ON THE WATER: Alyce Wood. Picture: Paddle Australia,
ON THE WATER: Alyce Wood. Picture: Paddle Australia,

Tokyo-bound paddler has great training partner in lean times

CANOE: Tokyo-bound paddler Alyce Wood may not be able to train with her regular crewmates or have access to the usual equipment during the coronavirus pandemic, but she still has a near-perfect training partner in her husband and fellow Olympic kayaker Jordan.

The Sunshine Coast 27-year-old and her partner are keeping relatively fit and active, while there are restrictions on groups and while gyms are closed.

“We’ve been training from home. We’ve got a gym set-up at home, which has been fun,” she said.

“And we live just down the road from a canal, so we can just walk down to the canal and just pop our boats on and not see anyone,

“So, we’re a little training team at the moment and it’s quite refreshing really.

“It’s been really great having Jordan and being able to work with him and ride the emotional rollercoaster with him.

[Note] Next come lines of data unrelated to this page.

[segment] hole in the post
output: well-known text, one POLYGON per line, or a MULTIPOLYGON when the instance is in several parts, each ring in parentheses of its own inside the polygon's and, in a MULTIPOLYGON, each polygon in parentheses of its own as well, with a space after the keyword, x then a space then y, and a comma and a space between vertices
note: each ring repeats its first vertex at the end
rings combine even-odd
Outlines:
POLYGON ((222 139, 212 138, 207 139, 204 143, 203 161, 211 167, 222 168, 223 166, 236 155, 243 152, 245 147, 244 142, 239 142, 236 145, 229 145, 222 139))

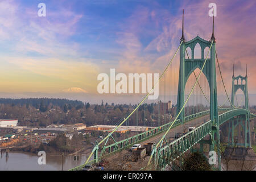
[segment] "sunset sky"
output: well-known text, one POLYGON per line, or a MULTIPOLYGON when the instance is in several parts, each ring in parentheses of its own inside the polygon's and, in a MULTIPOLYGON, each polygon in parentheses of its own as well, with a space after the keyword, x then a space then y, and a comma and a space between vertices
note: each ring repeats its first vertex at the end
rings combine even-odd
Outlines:
POLYGON ((109 96, 97 96, 100 73, 163 71, 179 45, 182 9, 186 39, 209 40, 210 2, 217 5, 216 49, 228 92, 233 64, 242 76, 247 64, 249 92, 256 94, 255 1, 2 0, 0 97, 104 100, 109 96), (46 17, 38 16, 40 2, 46 17))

“I think I’m definitely the one gaining more out of the training relationship than him because he’s obviously faster than me, so he gets to push me.”

She said their “makeshift” gym doesn’t consist of much, but it does a good job.

“It’s fun trying to create your own sessions and we both know exactly what we’re working towards. We both come to the party with different ideas.

“I think we’re both thriving in the situation, at the moment.”

Wood is the Sunshine Coast Sports Federation Senior Sports Star of March after winning the national K1 500 title, along with the K2 500 title with fellow Sunshine Coaster Alyssa Bull, at Penrith.

It cemented their Olympic qualification, although the Games have been delayed until next year because of the virus.

Wood, a 2016 Olympian, said that would give them a longer preparation but a superior one to their European rivals.

“With that extra time, we can kind of flip it on its head and use it to our advantage.

“Once we’re allowed to start to get back into training properly, we can really train those team boats really hard and just focus on one angle, rather than having to tick boxes along the way.

“We can just build up to that one end goal of the Olympic Games so that’s definitely an exciting prospect for our team and I can definitely see us coming out on the better end come the Olympics.

“A lot of the other countries in Europe haven’t really raced since August at the world championships … whereas we’ve had a domestic season since.”

She said the Australians were in a “good position” because they’ve raced this year and members of their team were already selected, so if there isn’t any more competition in 2020, they will be in better stead.